Jia Minxue, Mao Haiyi, Zhou Mengli, Chen Yu-Chih, Benos Panayiotis V
Department of Computational and Systems Biology, University of Pittsburgh School of Medicine, Pittsburgh, PA, USA.
Joint CMU-Pitt PhD Program in Computational Biology, Pittsburgh, PA, USA.
Mol Syst Biol. 2025 Jun 30. doi: 10.1038/s44320-025-00115-3.
Gene expression programs that establish and maintain specific cellular states are orchestrated through a regulatory network composed of transcription factors, cofactors, and chromatin regulators. Dysregulation of this network can lead to a broad range of diseases by altering gene programs. This article presents LaGrACE, a novel method designed to estimate dysregulation of gene programs combining omics data with clinical information. This approach facilitates the grouping of samples exhibiting similar patterns of gene program dysregulation, thereby enhancing the discovery of underlying molecular mechanisms in disease subpopulations. We rigorously evaluated LaGrACE's performance using synthetic data, bulk RNA-seq clinical datasets (breast cancer, chronic obstructive pulmonary disease (COPD)), and single-cell RNA-seq drug perturbation datasets. Our findings demonstrate that LaGrACE is exceptionally robust in identifying biologically meaningful and prognostic molecular subtypes. In addition, it effectively discerns drug response signals at a single-cell resolution. Moreover, the COPD analysis uncovered a new role of LEF1 regulator in COPD molecular mechanisms associated with mortality. Collectively, these results underscore the utility of LaGrACE as a valuable tool for elucidating the underlying mechanisms of diseases.

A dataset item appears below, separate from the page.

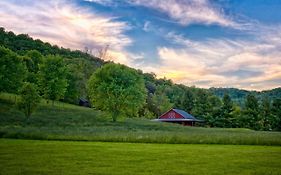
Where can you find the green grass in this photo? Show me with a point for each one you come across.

建立和维持特定细胞状态的基因表达程序是通过一个由转录因子、辅助因子和染色质调节因子组成的调控网络精心编排的。该网络的失调可通过改变基因程序导致多种疾病。本文介绍了LaGrACE,这是一种旨在结合组学数据和临床信息来估计基因程序失调的新方法。这种方法有助于对表现出相似基因程序失调模式的样本进行分组,从而加强对疾病亚群潜在分子机制的发现。我们使用合成数据、批量RNA测序临床数据集(乳腺癌、慢性阻塞性肺疾病(COPD))和单细胞RNA测序药物扰动数据集对LaGrACE的性能进行了严格评估。我们的研究结果表明,LaGrACE在识别具有生物学意义和预后的分子亚型方面异常稳健。此外,它能在单细胞分辨率下有效识别药物反应信号。此外,COPD分析揭示了LEF1调节因子在与死亡率相关的COPD分子机制中的新作用。总的来说,这些结果强调了LaGrACE作为阐明疾病潜在机制的宝贵工具的实用性。